What is robots.txt_Correct WordPress robots writing methods and generation tools

For new webmasters, they may not necessarily know what the robots.txt file is used for. So they are even less aware of the relationship between robots.txt and website SEO.

Today, Naibabiji will share how to correctly write the robots.txt file to boost website SEO.

What is robots.txt

robots.txt, also known as the robots protocol, is a moral code commonly followed in the international internet community.

robots.txt is a text file located in the root directory of your website. It tells search engines which pages can be crawled and which cannot; it can block large files on the site, such as images, music, videos, etc., saving server bandwidth; it can block some dead links on the site, making it easier for search engines to crawl content; and it can set the sitemap link to guide spiders to crawl pages.

How to create a robots.txt file

You only need to use a text editor, such as Notepad, to create a text file named robots.txt, and then upload this file to the root directory of your website to complete the setup.

You can also userobots generation toolGenerate online.

How to write robots.txt rules

Simply creating a robots.txt file is not enough; the essence lies in writing appropriate robots rules for your own website.

robots.txt supports the following rules

User-agent: * 这里的*代表的所有的搜索引擎种类，*是一个通配符
Disallow: /admin/ 这里定义是禁止爬寻admin目录下面的目录
Disallow: /require/ 这里定义是禁止爬寻require目录下面的目录
Disallow: /ABC/ 这里定义是禁止爬寻ABC目录下面的目录
Disallow: /cgi-bin/*.htm 禁止访问/cgi-bin/目录下的所有以".htm"为后缀的URL(包含子目录)。
Disallow: /*?* 禁止访问网站中所有包含问号 (?) 的网址
Disallow: /.jpg$ 禁止抓取网页所有的.jpg格式的图片
Disallow:/ab/adc.html 禁止爬取ab文件夹下面的adc.html文件。
Allow: /cgi-bin/　这里定义是允许爬寻cgi-bin目录下面的目录
Allow: /tmp 这里定义是允许爬寻tmp的整个目录
Allow: .htm$ 仅允许访问以".htm"为后缀的URL。
Allow: .gif$ 允许抓取网页和gif格式图片
Sitemap: 网站地图 告诉爬虫这个页面是网站地图

It is recommended to use the webmaster tool's robots generation tool to write rules, which will be simpler and clearer.

robots generation tool

Naiba Tip: Tip: If Disallow: is not followed by a slash, it means allowing crawling of the entire site.

Recommended robots.txt rules for WordPress

After WordPress installation is complete, a virtual robots.txt rule file is created by default (meaning you cannot see it in the website directory, but you can access it via „网址/robots.txt"access)

Default rules are as follows:

User-agent: *
Disallow: /wp-admin/
Allow: /wp-admin/admin-ajax.php

This rule means that all search engines are prohibited from crawling the content under thewp-adminfolder, but are allowed to crawl the/wp-admin/admin-ajax.phpThis file.

However, for SEO and security considerations, Naiba suggests refining the rules further.Below are the current robots.txt rules for Naibabiji.

User-agent: *
Disallow: /wp-admin/
Disallow: /wp-content/plugins/
Disallow: /?s=*
Allow: /wp-admin/admin-ajax.php

User-agent: YandexBot
Disallow: /

User-agent: DotBot
Disallow: /

User-agent: BLEXBot
Disallow: /

User-agent: YaK
Disallow: /

Sitemap: https://blog.naibabiji.com/sitemap_index.xml

The above rules add the following two lines to the default rules:

Disallow: /wp-content/plugins/ 
Disallow: /?s=*

Prohibit crawling of the/wp-content/plugins/folder and web pages with the URL/?s=*.

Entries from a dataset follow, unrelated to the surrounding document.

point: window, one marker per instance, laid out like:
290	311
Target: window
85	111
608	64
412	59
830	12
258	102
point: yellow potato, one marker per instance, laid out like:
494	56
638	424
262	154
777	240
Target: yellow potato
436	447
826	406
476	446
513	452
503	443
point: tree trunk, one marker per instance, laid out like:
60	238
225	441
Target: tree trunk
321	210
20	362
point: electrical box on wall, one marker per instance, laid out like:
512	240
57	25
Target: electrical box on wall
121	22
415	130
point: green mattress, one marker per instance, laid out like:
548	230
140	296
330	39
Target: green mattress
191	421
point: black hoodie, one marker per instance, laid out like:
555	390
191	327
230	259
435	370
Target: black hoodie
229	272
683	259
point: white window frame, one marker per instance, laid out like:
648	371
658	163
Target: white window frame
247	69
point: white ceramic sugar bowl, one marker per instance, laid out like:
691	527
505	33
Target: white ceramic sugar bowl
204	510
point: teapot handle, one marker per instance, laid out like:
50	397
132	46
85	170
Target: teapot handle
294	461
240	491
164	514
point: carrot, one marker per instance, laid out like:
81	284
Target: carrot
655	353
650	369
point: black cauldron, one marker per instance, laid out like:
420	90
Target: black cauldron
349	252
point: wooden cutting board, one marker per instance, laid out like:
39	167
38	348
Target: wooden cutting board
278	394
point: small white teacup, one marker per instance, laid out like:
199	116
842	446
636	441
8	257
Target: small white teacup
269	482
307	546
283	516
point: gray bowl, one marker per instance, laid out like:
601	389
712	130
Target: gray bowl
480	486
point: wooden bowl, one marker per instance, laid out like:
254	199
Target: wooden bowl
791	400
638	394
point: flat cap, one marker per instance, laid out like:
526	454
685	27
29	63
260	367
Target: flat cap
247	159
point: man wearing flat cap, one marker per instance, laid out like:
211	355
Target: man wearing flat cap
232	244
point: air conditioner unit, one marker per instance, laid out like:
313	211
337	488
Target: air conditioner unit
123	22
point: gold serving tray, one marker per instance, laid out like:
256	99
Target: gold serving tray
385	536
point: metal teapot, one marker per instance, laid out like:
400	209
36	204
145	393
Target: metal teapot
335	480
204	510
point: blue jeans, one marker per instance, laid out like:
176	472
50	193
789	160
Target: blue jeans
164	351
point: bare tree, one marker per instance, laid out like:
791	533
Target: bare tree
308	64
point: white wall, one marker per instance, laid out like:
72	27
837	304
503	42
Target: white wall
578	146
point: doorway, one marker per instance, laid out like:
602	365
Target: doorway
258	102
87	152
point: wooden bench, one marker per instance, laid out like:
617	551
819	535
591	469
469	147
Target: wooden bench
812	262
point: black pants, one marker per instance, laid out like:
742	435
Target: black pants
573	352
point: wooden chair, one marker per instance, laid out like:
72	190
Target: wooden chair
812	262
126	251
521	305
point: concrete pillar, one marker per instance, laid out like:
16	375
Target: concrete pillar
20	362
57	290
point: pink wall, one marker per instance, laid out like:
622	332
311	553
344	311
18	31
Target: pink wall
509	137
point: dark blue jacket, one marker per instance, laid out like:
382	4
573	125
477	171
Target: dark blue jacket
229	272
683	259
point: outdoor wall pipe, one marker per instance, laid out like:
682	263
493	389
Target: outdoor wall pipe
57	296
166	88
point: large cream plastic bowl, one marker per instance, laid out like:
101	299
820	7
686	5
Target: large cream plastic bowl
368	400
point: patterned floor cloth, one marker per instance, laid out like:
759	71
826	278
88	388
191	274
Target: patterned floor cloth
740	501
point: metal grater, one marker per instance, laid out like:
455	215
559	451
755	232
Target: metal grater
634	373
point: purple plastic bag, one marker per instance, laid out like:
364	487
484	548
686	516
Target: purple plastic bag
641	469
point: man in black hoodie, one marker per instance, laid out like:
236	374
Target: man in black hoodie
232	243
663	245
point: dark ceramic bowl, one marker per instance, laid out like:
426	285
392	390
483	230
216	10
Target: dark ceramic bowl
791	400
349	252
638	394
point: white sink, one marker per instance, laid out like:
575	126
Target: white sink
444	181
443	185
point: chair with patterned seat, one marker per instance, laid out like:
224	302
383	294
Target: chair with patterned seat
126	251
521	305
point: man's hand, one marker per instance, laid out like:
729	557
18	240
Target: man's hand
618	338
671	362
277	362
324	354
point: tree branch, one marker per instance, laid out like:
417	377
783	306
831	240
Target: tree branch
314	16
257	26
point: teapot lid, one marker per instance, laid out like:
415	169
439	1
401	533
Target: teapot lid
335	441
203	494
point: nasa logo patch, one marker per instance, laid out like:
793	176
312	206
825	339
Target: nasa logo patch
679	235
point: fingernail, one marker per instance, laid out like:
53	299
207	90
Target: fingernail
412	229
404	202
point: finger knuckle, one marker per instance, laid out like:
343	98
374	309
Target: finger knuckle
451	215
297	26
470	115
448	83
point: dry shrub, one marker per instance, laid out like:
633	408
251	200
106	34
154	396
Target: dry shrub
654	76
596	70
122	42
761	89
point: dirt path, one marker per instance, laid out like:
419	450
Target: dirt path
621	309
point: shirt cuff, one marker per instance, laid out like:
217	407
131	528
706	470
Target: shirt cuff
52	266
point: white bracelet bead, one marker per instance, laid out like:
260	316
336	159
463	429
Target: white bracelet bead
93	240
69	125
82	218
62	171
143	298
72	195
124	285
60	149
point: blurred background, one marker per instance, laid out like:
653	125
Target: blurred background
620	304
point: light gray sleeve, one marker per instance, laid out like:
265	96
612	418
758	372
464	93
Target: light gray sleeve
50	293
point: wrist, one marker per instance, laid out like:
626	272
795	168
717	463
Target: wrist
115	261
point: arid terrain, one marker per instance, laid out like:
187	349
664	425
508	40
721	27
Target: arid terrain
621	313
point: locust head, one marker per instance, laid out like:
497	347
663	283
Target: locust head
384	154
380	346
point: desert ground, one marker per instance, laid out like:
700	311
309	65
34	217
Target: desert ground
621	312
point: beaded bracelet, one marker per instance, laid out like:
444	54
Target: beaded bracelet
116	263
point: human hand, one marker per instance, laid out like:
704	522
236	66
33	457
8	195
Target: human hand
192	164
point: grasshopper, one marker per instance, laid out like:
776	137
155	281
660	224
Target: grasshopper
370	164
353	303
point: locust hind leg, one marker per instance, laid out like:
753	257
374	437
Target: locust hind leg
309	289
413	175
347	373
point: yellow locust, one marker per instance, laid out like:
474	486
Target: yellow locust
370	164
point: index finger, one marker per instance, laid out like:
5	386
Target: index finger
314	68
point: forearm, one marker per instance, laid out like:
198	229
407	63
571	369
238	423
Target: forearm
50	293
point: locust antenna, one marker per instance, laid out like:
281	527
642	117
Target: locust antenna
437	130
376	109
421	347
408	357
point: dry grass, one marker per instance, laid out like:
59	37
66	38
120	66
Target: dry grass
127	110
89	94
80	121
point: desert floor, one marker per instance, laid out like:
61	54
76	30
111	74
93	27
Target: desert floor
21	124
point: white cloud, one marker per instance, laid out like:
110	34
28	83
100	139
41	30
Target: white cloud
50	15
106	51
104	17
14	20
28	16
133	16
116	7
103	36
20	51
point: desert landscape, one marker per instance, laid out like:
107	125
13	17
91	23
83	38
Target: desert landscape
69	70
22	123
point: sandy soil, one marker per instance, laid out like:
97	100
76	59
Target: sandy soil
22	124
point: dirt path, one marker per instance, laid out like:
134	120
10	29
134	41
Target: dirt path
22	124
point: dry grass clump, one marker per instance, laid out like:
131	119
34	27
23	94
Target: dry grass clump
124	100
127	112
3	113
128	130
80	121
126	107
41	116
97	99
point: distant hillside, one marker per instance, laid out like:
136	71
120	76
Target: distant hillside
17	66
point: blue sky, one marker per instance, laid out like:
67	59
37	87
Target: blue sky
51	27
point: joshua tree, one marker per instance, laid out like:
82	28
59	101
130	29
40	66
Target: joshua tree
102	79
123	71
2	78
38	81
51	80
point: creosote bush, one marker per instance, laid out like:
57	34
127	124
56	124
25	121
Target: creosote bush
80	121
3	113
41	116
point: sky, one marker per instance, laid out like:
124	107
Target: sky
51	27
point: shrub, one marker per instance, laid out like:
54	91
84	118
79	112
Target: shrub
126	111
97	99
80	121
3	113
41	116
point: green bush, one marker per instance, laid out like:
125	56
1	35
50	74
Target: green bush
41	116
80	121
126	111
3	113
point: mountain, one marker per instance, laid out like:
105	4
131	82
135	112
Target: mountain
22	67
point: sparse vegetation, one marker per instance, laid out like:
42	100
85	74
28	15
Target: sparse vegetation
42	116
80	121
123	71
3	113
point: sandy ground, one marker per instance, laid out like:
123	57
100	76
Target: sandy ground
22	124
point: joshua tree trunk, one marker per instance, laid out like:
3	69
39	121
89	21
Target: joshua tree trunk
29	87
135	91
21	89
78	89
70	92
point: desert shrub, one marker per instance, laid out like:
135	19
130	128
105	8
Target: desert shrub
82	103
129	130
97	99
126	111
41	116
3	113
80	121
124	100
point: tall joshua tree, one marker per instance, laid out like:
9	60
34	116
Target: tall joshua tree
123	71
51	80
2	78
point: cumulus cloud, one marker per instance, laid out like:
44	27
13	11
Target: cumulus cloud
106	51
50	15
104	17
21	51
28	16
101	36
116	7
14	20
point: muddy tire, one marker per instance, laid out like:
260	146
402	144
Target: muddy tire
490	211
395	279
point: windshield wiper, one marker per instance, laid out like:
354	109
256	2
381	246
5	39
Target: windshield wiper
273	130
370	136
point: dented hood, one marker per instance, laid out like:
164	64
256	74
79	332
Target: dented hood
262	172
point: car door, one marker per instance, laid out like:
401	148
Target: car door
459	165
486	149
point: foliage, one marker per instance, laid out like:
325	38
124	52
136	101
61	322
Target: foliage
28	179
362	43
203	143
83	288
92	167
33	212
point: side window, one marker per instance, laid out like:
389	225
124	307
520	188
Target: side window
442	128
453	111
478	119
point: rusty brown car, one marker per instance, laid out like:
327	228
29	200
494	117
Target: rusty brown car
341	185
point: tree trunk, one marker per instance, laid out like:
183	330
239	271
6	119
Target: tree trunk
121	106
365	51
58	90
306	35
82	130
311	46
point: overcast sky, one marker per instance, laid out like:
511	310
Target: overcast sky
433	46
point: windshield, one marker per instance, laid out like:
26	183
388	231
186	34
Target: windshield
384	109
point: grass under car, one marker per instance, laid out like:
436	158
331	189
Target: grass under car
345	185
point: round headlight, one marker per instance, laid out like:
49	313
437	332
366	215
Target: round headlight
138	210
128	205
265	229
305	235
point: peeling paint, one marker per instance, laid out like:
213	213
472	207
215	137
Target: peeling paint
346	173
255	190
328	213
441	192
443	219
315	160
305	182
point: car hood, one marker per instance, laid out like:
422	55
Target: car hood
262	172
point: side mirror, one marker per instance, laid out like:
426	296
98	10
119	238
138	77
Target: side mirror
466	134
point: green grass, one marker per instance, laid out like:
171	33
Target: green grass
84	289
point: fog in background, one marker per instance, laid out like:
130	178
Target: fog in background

/wp-content/plugins/is the WordPress plugin directory, to avoid privacy risks from being crawled (e.g., some plugins have privacy leakage bugs that could be crawled by search engines).

Prohibit crawling of search result pages to prevent others from using them to boost ranking:

Web pages with the URL/?s=*, which is also a bug recently discovered by Naiba being exploited by SEO gray hat projects.

/?s=*URL is the default search results page for WordPress websites, as shown below:

Basically, the vast majority ofWordPress ThemesThe search page title is in the format of „keyword + site title“.

But this creates a problem: Baidu may crawl such pages. For example, one of Naiba's sites was unfortunately exploited by someone.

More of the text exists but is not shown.